Directed by Philip Loeb with musical staging by Herbert Fields, the cast included Romney Brent, June Cochrane, Sterling Holloway, Libby Holman, Philip Loeb, Edith Meiser, Sanford Meisner, Betty Starbuck and Lee Strasberg.

=== Subsequent productions ===
There were two sequels, also titled Garrick Gaieties. They were produced on Broadway by the Theatre Guild with direction by Philip Loeb at the Guild Theatre, and opened, respectively, on May 10, 1926, June 4, 1930, and, in a return engagement for 10 performances, October 16, 1930. Sterling Holloway appeared in all of the sequels, and Edith Meiser appeared in all but the final one. Notable performers included Imogene Coca and Rosalind Russell. Ruth Tester sang, "Sing Something Simple". The costumes for the 1930 production were designed by Kate Drain Lawson and Louis M. Simon, and were made by Helene Pons Studio.

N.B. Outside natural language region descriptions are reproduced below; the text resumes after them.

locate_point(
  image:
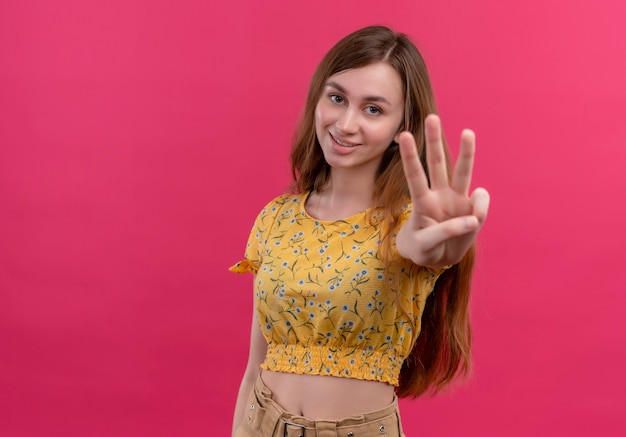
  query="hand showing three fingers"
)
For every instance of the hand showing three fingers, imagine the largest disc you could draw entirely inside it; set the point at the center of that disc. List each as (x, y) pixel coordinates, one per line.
(445, 218)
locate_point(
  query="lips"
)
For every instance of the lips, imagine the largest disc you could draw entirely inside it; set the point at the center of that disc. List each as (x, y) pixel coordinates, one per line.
(342, 143)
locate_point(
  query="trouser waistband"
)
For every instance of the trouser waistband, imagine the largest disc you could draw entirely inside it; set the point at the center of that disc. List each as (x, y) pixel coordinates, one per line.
(278, 422)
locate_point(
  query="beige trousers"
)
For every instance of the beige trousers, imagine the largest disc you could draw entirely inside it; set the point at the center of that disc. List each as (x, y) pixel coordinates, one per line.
(265, 418)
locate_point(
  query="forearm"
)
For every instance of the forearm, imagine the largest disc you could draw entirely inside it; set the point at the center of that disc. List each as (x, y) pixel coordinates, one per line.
(245, 388)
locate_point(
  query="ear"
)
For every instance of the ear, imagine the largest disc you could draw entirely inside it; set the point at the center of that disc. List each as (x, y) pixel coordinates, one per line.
(396, 138)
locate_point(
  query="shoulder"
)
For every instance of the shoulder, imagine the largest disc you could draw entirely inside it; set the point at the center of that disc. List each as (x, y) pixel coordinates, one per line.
(280, 204)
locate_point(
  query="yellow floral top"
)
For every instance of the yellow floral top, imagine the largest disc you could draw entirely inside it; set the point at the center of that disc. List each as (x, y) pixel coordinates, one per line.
(323, 296)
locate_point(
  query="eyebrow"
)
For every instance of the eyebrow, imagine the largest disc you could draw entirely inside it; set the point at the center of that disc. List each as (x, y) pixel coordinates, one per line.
(368, 98)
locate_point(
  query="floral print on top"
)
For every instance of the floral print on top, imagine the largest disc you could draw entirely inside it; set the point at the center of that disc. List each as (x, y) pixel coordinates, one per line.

The music and lyrics for the 1926 Gaieties were written by Rodgers and Hart and introduced their famous song "Mountain Greenery". The music and lyrics for the 1930 version were written by many, including Marc Blitzstein, Vernon Duke, Ira Gershwin, E. Y. Harburg, and Johnny Mercer. (Note: Duke, Gershwin, and Harburg had contributed the song "I Am Only Human After All," which Duke said "became [his] passport to Broadway."Duke, Vernon (1955). "Passport to Paris")

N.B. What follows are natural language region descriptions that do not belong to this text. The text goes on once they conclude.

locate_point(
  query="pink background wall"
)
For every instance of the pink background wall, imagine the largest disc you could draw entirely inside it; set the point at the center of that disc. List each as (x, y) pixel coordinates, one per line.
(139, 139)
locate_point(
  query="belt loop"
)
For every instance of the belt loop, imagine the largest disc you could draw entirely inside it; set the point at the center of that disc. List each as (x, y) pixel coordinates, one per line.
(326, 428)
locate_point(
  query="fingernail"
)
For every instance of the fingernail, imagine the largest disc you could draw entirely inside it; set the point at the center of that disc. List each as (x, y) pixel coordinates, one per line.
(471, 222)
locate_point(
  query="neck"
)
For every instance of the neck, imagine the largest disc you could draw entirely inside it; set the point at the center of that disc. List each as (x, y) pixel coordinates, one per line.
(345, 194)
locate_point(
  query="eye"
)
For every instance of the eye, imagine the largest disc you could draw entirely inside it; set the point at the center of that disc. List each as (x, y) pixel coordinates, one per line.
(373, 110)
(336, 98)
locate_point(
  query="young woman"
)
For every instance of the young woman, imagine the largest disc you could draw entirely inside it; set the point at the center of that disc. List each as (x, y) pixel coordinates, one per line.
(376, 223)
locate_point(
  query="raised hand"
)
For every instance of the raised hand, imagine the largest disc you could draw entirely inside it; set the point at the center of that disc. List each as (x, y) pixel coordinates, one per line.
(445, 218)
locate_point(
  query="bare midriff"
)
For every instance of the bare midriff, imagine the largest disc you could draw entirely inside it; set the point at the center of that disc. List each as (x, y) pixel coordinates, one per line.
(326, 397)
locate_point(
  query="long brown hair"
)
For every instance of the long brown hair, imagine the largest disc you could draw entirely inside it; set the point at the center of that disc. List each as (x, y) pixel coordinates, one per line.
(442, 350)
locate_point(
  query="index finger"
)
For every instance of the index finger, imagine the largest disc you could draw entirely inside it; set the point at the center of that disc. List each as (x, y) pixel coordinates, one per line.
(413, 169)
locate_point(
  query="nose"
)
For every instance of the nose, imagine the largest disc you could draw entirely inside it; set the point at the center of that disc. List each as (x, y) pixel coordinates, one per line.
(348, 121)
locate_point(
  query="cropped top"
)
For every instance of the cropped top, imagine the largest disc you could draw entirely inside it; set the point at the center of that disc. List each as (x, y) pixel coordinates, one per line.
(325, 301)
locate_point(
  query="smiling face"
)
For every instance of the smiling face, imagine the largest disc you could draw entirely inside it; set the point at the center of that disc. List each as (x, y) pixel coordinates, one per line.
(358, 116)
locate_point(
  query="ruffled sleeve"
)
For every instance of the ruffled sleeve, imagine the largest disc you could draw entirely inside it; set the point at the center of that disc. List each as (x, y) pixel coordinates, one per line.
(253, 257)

== Sketches and musical numbers ==
The opening number, "Soliciting Subscriptions" was a spoof of the Theatre Guild's "serious pretensions", along with the following song, "Gilding the Guild". Ryskind wrote skits including a satire of President and Mrs. Calvin Coolidge, and a parody of the Scopes Trial, which was dropped from the show after William Jennings Bryan died on July 25, 1925. Libby Holman's solo, "Black and White" was later dropped. Sterling Holloway and June Cochrane introduced the song "Manhattan", as its "easygoing strolling melody and ingeniously rhymed lyric related all of the everyday pleasures to be found in New York". The "wittily unsentimental" "Sentimental Me" was praised by the critics and was a hit money-maker as well.

== Songs ==
Note: music by Rodgers and lyrics by Hart except as noted.

- Act 1
- Soliciting Subscriptions
- Gilding the Guild
- Butcher, Baker, Candle-Stick Maker (Lyrics by Benjamin M. Kaye, Music by Mana Zucca)
- An Old-Fashioned Girl (Lyrics by Edith Meiser)
- April Fool
- Stage Managers' Chorus (Lyrics by Hart and Dudley Digges)
- The Joy Spreader

- Act 2
- Rancho Mexicano (Music by Tatanacho)
- Ladies of the Box Office
- Mr. and Mrs.
- Manhattan
- The Three Musketeers
- Do You Love Me (I Wonder)?
- Black and White

- "Sentimental Me (And Poor Romantic You)" was also in the revue although not listed in the Internet Broadway Database.